What cyber security services are included in the policy, and do you need them? Many insurers will offer cyber security consultancy services and risk management support once you have taken out their policy. This may include providing resiliency planning in addition to financial protection. Making use of these services and the expertise that come with them, especially if you don't have access to these skills in-house, may help reduce the chance and impact of a cyber incident or breach. However, you need to consider how these meet your cyber security needs, and support your overall approach to cyber risk management.
Does the policy include support during (or after) a cyber security incident? Some insurers will supply services that are useful during (or immediately after) a cyber security incident, such as IT forensic services, legal assistance or public relations support. They may put your organisation in touch with a Cyber Incident Response (CIR) organisation or their own in-house cyber incident response team. You may also find the NCSC's Incident Management guidance useful in thinking about how to plan, build, develop and maintain an effective cyber incident response capability.

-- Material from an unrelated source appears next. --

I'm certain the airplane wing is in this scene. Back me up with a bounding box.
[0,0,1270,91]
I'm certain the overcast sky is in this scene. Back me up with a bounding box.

Most cover responds to the immediate effects on the organisation by working to quickly restore network systems and data, while seeking to minimise losses from business interruption. For data breaches, there may be legal action from customers or other affected parties. The defence and settlement of such claims would normally be covered. Certain cyber insurance policies will go further and cover other cyber-related incidents such as computer-enabled fraud.
What must be in place to claim against (or renew) your cyber insurance policy? Most cyber insurance policies are re-assessed every 12 months. The onus is on you to ensure that your organisation's cyber security details are accurate and up to date. It is important for insurers to understand what cyber security measures you have in place, and provide any other details they require. As with other insurance policies, you should also let your insurers know when your circumstances change so that you're still covered. If you're claiming that security measures are in place when they're not, the insurer may not be obliged to pay any claims.